The range of a quadratic function is the set of real numbers less than or equal to -1. Which equations could represent that function
Select TWO correct answers
A.) f(x) = 2( x - 2 )^2 - 1
B.) f(x) = -3( x + 1 )^2 - 1
C.) f(x) = -4( x - 1 )^2 +1
D.) f(x) = -( x + 2 )^2 -1
E.) f(x) = ( x + 1 )^2 + 1
Quadratic functions are of the form f(x) = ax^2 + bx + c. If a < 0, the parabola opens downward, and the vertex represents the maximum point of the function.
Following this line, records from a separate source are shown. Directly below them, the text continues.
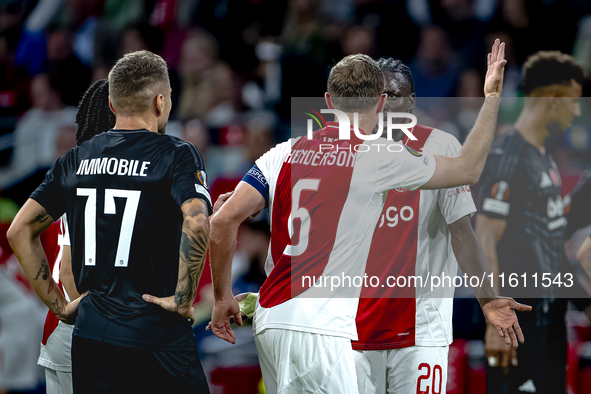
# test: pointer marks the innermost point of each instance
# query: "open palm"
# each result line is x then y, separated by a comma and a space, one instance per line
493, 83
500, 313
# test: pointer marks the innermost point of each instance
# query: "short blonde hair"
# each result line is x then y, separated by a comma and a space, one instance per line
355, 83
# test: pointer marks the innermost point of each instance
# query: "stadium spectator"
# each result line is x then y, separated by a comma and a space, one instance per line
207, 83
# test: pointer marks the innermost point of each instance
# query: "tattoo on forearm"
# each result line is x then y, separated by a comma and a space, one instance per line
192, 259
55, 307
42, 218
51, 286
43, 270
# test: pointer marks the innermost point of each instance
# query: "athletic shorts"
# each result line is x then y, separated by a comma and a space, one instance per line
99, 368
415, 369
296, 362
58, 382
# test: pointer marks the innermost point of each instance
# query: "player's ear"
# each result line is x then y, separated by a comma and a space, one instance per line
328, 100
159, 105
111, 106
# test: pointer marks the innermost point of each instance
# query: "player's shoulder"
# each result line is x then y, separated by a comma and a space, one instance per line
442, 143
282, 149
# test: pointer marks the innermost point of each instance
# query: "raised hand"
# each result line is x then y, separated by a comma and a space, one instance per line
493, 82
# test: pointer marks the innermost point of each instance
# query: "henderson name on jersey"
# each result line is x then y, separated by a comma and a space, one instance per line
122, 192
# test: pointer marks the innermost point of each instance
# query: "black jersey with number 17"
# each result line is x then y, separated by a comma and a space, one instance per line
122, 192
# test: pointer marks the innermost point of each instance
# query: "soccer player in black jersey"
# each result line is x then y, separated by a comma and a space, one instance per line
138, 210
521, 223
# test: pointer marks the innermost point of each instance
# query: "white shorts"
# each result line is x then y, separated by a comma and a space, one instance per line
58, 382
414, 369
21, 328
300, 362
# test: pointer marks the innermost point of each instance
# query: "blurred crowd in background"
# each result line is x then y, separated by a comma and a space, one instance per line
234, 67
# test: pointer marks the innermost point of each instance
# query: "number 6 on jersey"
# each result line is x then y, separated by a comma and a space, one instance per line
301, 213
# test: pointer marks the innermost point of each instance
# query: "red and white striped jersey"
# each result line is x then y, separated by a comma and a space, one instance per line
413, 239
325, 198
55, 349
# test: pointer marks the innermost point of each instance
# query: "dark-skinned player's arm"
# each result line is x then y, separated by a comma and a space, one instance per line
465, 169
192, 254
584, 255
66, 274
499, 311
489, 232
23, 235
245, 202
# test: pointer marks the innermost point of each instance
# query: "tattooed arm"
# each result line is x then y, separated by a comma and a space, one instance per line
193, 250
23, 235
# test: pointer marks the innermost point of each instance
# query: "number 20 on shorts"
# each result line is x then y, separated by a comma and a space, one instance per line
431, 382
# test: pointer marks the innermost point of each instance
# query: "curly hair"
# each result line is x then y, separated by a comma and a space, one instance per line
94, 115
397, 67
545, 68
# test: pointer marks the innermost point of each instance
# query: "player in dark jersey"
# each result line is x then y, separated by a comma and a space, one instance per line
520, 225
132, 195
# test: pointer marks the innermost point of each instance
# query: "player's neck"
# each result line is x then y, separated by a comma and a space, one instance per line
366, 122
532, 130
135, 123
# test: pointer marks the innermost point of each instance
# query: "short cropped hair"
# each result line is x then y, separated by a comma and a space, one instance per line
395, 66
133, 79
355, 83
545, 68
94, 115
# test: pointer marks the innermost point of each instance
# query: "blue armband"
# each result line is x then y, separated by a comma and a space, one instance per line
255, 178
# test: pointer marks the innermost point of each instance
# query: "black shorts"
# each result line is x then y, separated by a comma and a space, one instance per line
541, 359
99, 367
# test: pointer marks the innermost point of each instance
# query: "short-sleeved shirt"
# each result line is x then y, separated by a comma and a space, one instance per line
325, 196
579, 214
522, 186
413, 239
122, 192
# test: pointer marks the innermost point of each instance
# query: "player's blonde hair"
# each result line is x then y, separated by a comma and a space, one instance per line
135, 79
355, 84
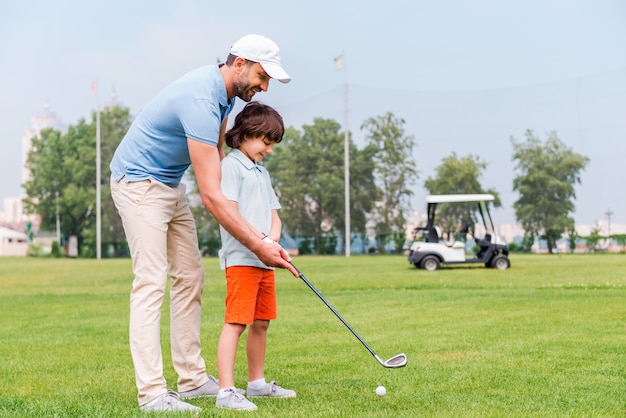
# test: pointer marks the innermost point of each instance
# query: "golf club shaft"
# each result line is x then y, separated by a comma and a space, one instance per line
319, 295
In this case, since the range of the function is all real numbers less than or equal to -1, we know that:
1. The coefficient 'a' must be negative, so that the parabola opens downward.
2. The y-coordinate of the vertex will be -1 because this is the maximum value of the function.
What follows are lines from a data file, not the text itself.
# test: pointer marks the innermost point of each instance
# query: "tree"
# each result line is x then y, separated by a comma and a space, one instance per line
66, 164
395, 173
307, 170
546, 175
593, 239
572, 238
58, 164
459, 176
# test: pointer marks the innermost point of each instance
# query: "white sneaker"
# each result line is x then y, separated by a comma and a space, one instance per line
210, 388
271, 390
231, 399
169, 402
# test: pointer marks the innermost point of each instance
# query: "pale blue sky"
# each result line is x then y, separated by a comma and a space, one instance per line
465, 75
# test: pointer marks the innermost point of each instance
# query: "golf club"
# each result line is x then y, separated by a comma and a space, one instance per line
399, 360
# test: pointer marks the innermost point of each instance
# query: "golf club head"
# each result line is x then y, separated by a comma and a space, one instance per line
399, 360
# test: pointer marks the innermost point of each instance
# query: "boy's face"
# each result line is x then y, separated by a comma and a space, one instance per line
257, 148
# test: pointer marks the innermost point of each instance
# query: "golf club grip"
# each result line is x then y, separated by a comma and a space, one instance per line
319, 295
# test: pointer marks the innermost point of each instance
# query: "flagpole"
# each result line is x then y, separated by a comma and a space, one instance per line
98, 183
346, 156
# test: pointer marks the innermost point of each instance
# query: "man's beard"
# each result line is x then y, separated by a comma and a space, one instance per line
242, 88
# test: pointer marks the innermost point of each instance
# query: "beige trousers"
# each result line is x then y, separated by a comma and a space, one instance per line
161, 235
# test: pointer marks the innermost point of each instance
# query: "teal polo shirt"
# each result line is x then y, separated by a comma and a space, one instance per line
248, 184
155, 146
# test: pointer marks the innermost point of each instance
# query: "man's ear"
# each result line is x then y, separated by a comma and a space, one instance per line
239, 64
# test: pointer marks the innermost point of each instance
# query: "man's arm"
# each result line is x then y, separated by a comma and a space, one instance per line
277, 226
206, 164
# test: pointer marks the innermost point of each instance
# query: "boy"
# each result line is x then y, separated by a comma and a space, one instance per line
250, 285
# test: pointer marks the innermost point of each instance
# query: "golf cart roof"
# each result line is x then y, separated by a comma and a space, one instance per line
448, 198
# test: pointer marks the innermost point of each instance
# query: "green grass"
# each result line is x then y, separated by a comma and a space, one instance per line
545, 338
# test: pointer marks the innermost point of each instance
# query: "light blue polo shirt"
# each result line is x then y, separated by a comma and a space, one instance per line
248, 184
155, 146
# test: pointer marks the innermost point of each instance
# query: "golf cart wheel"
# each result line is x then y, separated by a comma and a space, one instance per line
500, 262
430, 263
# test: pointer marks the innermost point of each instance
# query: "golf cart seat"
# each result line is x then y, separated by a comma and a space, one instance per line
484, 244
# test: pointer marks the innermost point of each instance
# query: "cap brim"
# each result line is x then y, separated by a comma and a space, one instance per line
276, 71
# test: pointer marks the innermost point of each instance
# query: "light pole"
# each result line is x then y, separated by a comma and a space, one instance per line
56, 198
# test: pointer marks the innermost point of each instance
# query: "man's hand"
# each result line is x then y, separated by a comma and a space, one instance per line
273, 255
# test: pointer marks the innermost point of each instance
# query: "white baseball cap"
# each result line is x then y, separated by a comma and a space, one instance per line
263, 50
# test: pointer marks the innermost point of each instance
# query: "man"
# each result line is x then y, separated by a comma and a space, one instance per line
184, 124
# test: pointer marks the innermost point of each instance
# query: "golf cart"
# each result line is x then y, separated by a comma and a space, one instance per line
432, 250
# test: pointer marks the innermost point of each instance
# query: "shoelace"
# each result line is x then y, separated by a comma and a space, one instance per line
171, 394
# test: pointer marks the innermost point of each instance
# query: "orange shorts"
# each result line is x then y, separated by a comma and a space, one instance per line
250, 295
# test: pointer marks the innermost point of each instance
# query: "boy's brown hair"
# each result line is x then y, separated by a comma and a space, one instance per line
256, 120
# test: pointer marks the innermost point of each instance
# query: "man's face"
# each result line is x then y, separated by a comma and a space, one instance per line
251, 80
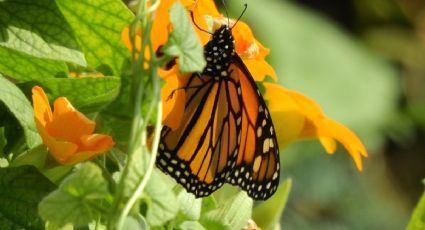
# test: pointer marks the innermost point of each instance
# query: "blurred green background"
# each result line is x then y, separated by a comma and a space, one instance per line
363, 61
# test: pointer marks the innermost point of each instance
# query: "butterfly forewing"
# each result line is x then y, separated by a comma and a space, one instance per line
226, 133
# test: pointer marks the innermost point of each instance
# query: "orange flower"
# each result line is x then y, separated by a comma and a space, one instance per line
67, 133
296, 116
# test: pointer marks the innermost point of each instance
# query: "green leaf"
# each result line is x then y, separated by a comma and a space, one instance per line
163, 204
78, 198
333, 69
35, 157
87, 94
417, 221
136, 223
184, 42
191, 225
41, 31
3, 141
24, 67
190, 206
98, 25
18, 105
21, 190
39, 157
234, 214
268, 213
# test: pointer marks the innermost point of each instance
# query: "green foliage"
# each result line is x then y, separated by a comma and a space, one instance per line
79, 198
417, 221
234, 214
268, 213
24, 67
20, 108
98, 26
87, 94
183, 42
21, 190
190, 207
40, 32
162, 203
320, 60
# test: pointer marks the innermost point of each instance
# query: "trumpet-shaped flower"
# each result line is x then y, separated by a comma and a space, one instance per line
295, 116
66, 132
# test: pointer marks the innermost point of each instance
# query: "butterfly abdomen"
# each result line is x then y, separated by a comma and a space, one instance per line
218, 53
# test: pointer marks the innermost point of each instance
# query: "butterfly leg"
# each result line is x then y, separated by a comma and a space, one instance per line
180, 88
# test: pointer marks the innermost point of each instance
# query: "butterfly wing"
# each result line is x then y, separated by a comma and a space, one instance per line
198, 153
257, 162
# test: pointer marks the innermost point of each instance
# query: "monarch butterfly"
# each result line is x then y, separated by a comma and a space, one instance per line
226, 134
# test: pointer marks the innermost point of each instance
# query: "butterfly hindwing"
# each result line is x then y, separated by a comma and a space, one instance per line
226, 133
257, 164
199, 161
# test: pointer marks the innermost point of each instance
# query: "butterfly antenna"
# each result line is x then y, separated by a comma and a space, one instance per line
197, 26
240, 16
227, 13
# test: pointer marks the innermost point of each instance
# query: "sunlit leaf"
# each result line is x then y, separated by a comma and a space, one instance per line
41, 31
24, 67
268, 213
233, 214
21, 190
191, 225
77, 198
18, 105
87, 94
163, 205
98, 25
189, 206
183, 41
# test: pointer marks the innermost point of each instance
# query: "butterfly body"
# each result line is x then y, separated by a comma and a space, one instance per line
226, 134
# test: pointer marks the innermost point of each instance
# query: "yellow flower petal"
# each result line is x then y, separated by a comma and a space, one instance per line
66, 132
68, 123
42, 110
259, 69
284, 103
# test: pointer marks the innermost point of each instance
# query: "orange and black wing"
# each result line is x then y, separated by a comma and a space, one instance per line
199, 153
257, 161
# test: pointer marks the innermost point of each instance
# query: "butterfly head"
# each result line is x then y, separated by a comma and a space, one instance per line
219, 51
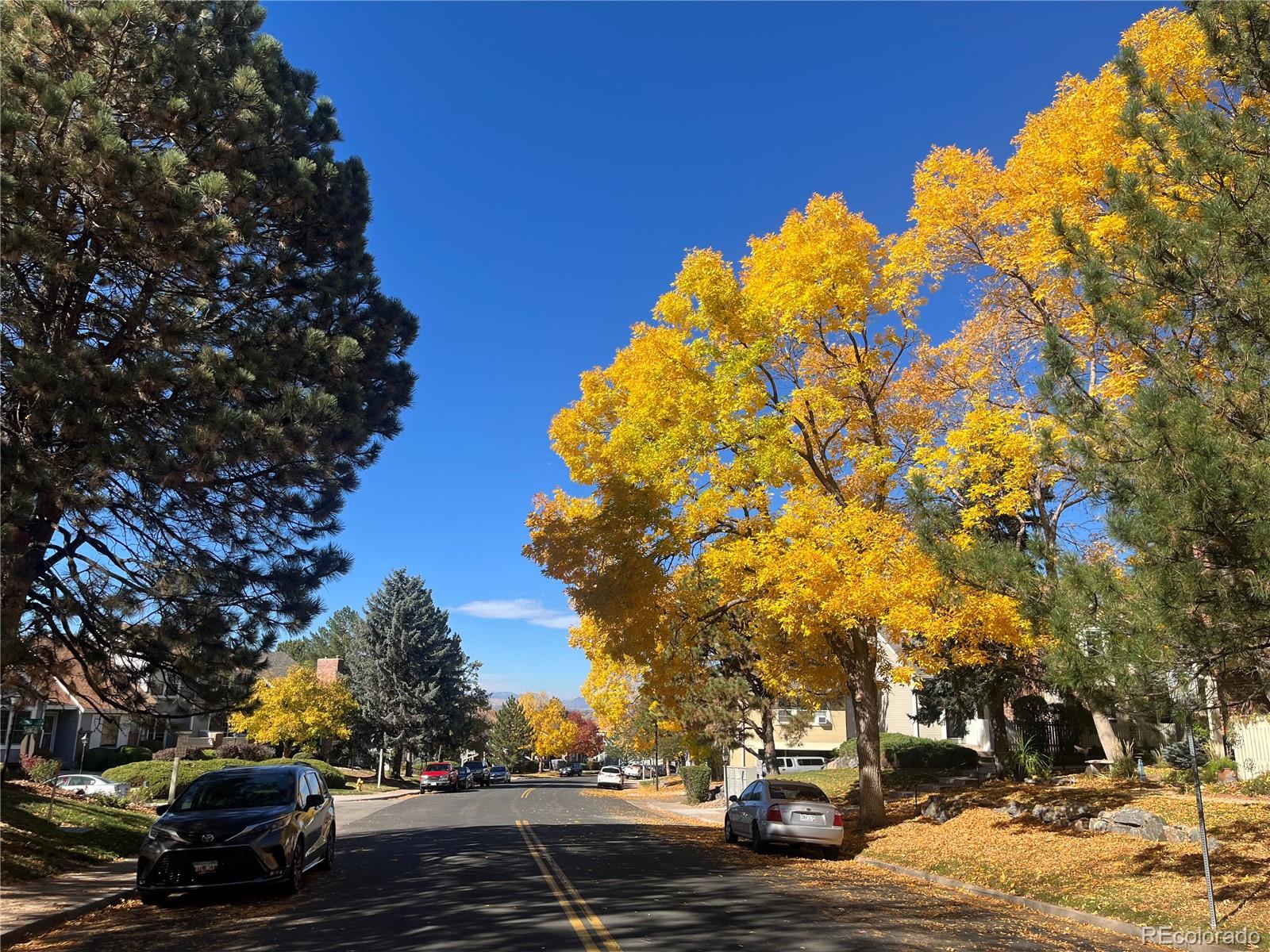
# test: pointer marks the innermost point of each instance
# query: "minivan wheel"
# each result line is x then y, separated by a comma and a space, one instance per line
152, 898
328, 857
296, 875
756, 838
Given these criteria, let's examine the options:
A.) f(x) = 2(x - 2)^2 - 1
Here, 'a' is positive (2), so the graph opens upward. This cannot represent a function with a maximum value of -1. This is incorrect.
B.) f(x) = -3(x + 1)^2 - 1
Here, 'a' is negative (-3), and the vertex form of the quadratic shows that the vertex is at (-1, -1). This meets the criteria for the range. This is one correct option.
C.) f(x) = -4(x - 1)^2 + 1
Here, 'a' is negative (-4), but the y-coordinate of the vertex is +1, which is not the maximum value for the given range. Therefore, it does not satisfy the requirement. This is incorrect.
D.) f(x) = -(x + 2)^2 - 1
Here, 'a' is negative, and the quadratic is translated 2 units to the left and 1 unit down. This puts the vertex at (-2, -1), which means the range would be less than or equal to -1, fitting the requirements. This is another correct option.
E.) f(x) = (x + 1)^2 + 1
Here, 'a' is positive, so the graph opens upward, again not fitting the requirements of the given range. This is incorrect.
The correct answers are B and D.